27 April 2020
I got my head down on an initial phase of Bradnor this week.
Bradnor is a small project to build out a new back-end for an existing IOT platform. I’m replacing the storage and administration end of affairs: the data gathering and transit layer isn’t changing. The week saw me investigating existing code, evaluating options for replacing parts of it, and deploying the code to newly provisioned infrastructure.
My goal for the end of the week was to get data piped from devices into a database. Once that data was safely piped and stored somewhere, we could then build upon it next week with various visualisation tools and management APIs. But first, we just had to put it somewhere.
I framed the work to the client as “research and development”. Not, perhaps, in the traditional sense of an R&D project - here, the task was known, and the problem-space well defined. But I was still going to have to research options for this greenfield project, sometimes by writing software or testing third-party services, and then present that work back so a path could be chosen. Researching what could be done, and only then developing the thing that needed doing.
That meant the first chunk of work was reading documentation, tinkering with small tests, and a lot of synthesis and writing to present back to the client.
Finally, I provisioned some suitable hosting. It’d be possible to move everything to a large chain of small cloud-based services - queues, on-demand functions, datastores - but we chose, for now, to use a simple PAAS for the application code, and a managed database instance for our storage.
The data is perhaps the most valuable part of the product, so I felt it was worth not pretending we have time to be our own DBAs, and instead invest in someone else scaling it, managing it, and maintaining backups. A traditional application structure, but one that would do the job for now (especially with sensible background of tasks, thanks to Que).

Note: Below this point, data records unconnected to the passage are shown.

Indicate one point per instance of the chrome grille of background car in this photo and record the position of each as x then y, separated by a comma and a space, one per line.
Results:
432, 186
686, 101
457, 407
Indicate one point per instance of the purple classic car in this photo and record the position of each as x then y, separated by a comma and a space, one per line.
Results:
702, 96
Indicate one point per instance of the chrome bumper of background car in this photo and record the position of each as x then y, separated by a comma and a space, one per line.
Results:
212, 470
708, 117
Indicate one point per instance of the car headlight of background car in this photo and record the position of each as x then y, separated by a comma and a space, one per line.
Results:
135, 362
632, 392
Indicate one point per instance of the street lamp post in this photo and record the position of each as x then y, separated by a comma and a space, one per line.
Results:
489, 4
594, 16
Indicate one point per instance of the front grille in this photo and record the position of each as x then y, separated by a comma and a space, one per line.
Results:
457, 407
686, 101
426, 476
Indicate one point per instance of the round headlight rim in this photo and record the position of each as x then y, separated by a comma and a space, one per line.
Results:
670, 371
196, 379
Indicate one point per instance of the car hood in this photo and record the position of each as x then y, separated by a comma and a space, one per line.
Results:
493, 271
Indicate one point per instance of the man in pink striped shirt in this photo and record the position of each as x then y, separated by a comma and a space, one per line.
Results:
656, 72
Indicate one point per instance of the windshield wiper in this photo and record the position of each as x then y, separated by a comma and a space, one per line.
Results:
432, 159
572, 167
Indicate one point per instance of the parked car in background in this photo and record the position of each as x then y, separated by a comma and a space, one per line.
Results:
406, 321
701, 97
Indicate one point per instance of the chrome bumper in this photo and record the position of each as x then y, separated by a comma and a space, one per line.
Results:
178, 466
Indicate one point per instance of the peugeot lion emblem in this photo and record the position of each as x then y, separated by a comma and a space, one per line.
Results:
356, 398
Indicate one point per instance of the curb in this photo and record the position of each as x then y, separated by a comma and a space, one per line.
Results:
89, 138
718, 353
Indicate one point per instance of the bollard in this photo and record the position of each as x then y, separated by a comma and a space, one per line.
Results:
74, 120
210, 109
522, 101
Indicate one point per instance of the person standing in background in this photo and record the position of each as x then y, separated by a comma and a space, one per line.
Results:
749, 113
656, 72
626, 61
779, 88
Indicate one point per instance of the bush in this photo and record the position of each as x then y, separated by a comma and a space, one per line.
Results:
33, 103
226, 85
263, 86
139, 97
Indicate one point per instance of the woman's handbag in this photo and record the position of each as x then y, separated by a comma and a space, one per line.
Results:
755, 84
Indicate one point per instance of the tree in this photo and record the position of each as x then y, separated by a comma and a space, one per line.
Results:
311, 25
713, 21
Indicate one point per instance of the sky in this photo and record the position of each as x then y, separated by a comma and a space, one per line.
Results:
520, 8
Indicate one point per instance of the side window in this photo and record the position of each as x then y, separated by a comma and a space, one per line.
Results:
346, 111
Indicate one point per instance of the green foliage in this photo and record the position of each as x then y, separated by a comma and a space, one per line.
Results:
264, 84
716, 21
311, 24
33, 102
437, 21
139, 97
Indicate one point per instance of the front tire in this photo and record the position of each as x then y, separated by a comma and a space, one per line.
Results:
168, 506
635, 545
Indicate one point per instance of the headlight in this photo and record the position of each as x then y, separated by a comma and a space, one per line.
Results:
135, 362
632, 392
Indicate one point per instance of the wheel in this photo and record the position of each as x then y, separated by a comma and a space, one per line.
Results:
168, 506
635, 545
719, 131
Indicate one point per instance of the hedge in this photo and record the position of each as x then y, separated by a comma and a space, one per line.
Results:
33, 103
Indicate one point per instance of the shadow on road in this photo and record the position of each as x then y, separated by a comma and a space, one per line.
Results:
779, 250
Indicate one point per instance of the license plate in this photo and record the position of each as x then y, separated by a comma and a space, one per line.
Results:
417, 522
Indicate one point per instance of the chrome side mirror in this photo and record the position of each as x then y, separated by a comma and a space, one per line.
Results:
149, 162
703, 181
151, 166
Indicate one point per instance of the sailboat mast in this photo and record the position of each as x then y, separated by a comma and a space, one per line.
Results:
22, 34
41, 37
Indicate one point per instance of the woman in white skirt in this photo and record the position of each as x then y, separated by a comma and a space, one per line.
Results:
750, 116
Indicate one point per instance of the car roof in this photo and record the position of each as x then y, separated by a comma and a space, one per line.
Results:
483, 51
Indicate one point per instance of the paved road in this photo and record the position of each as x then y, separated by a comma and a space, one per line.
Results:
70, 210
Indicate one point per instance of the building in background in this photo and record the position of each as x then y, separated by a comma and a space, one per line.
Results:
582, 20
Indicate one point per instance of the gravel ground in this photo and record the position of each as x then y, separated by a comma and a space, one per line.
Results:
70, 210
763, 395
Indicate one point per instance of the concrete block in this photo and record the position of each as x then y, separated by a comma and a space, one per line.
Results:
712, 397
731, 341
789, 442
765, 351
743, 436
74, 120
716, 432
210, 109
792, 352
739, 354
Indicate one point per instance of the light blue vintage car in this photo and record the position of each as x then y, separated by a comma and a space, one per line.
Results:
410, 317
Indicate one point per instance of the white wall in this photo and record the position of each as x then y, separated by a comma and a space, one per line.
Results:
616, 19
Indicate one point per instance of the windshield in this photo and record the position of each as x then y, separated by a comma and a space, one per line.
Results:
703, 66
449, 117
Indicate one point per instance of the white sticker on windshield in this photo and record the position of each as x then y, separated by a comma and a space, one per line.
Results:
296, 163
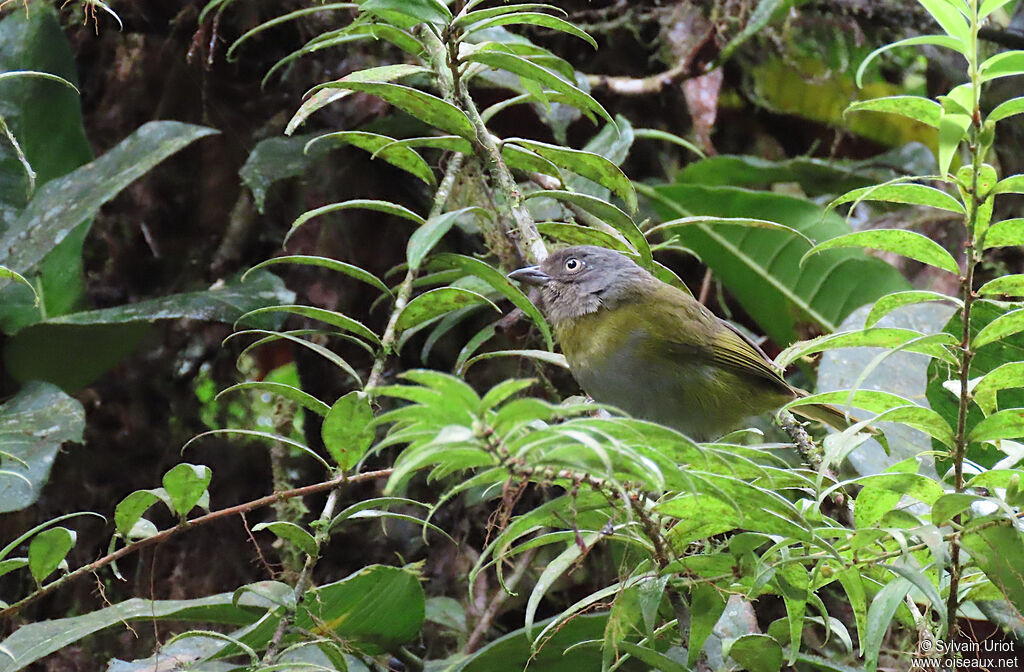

There’s always a trade-off between expending effort on application code versus application infrastructure: do you spend time arranging an array of services, but ultimately writing less code, or do you invest in code and extract to services later?
I tend to prefer starting with monolithic code, and then extracting to services later. That seemed especially apt here, given the code was already a greenfield rewrite, and as such, I was still wrapping my head around the needs of the domain and the other platforms it was built out of. By keeping the infrastructure relatively simple - and knowable - I hoped the next most obvious changes to make to it would emerge in time.
So I focused on getting data from devices, through the pipeline, and into storage - and getting this deployed by the end of the week. With this solid base was in place, I could spend week 382 focusing on fleet management, data-visualisation, and external API acccess - as well as contemplating a roadmap for future upgrades, and perhaps taking better advantage of cloud services.
By the end of the week, we had code running, data flowing into it before being processed and stored, a deployment pipeline set up, and a hefty amount of documentation of both the problem space being explored, and the work that I had produced. A good week’s work, and a good foundation for week 382.